Title: Idea: type-diff, a tool for managing code in Haskell and other type-inferred languages slug: type-diff I have just stumbled upon Michael Feathers' blog. If you haven't read any of Michael's stuff then let me assure you it is very good reading.
In one post, Michael makes a point about type inference and dynamic typing:
I came across [a blog post] this morning. It describes research into inferring types from production runs of dynamically typed programs. [...] Anything we can do to make programming easier is good. In particular, typing type annotations seems suspect if we can generate them from runtime data. We can avoid premature design commitment and still reap benefits by post-annotating code in an IDE or generating on the fly static checkers.

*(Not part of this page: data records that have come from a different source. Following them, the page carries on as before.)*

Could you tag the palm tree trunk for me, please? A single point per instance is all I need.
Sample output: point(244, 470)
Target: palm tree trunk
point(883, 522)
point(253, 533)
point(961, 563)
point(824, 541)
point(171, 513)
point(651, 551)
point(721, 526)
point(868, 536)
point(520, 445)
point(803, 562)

This got me creative. Here's my response in the comments:
Michael, I like the idea of using production runs to type code. However, here's the thing: why do we assign types to our code? "To know what it does" breaks up into two sub-reasons that I can identify:
- when first writing code, it helps speed up development and makes it easy to define the general structure of our idea; if our structure sucks then the type checker will find out
- when maintaining code, it helps ensure that no one does something stupid that would change the way a lot of our code works. An example is if we have a program which accepts data, processes it to strings, and then does a lot of manipulation on those strings; then prints them.
block of data -> process into strings -> work on strings -> print string output
For example, calculate the frequency of strings, do some heavy stats on them, and then print them out.
At some point we have to fix the fact that in some huge file the back end crashes and change the input back end to spit out (Int, String)to get the line number that string was on in the file. Instead of String and now half our application is not passing around (Int, String) and the front-end doesn't accept that anymore for printing.
In this situation you would see that the front-end is not adhering to a specific type and you might be compelled to change the front end; this is not the whole story however and the fix is probably to change the back end, given that the processor doesn't care about the line number anyways.
This can be aided by some sort of meta SCM with knowledge of the language it's storing; it could tell you how many of the inferred types have changed between two revisions; if it's, statistically seen, too much (noticeably more than the average) then it could mean trouble; probably something you might want to fix.
The SCM would need to understand the structure of the language and keep track of the types. Not trivial -- but not too hard if you're into this sort of thing. A lot of people write parsers in "FP" languages so "FP" languages with type inference are more likely to get this sort of solution.
Does anyone else think this would be a good idea for boosting Haskell productivity? Right now people use types as unit tests; in fact the most repeated mantra is to stringently describe types of stuff that your module exports as a public API, but not to bother with doing that for the innards. I think that's wrong — on the one hand, fixing the API with types limits reuse and with restrictive typing you can break things rather than fix things; on the other hand, you need to keep track when the "private" code breaks, as well. When it does break you're usually looking for a specific commit or series of commits in your SCM that will have messed it up. Often, broken code means broken types are inferred. Such a diff, a type-diff kind of tool could be used to track down where this has happened; you could use the size of the delta coming from a type-diff tool as an interesting code metric.
Regarding strong typing of public APIs — it is my experience that giving more power to users is better than walling them in. Give the users the ability to influence the type being inferred; but give them an ability to figure out what breaks, too. With a type-diff kind of tool you could have both: the ability to make the types more flexible, but also the ability to see when incorrect use of your code messes up the types in that third-party module you're using.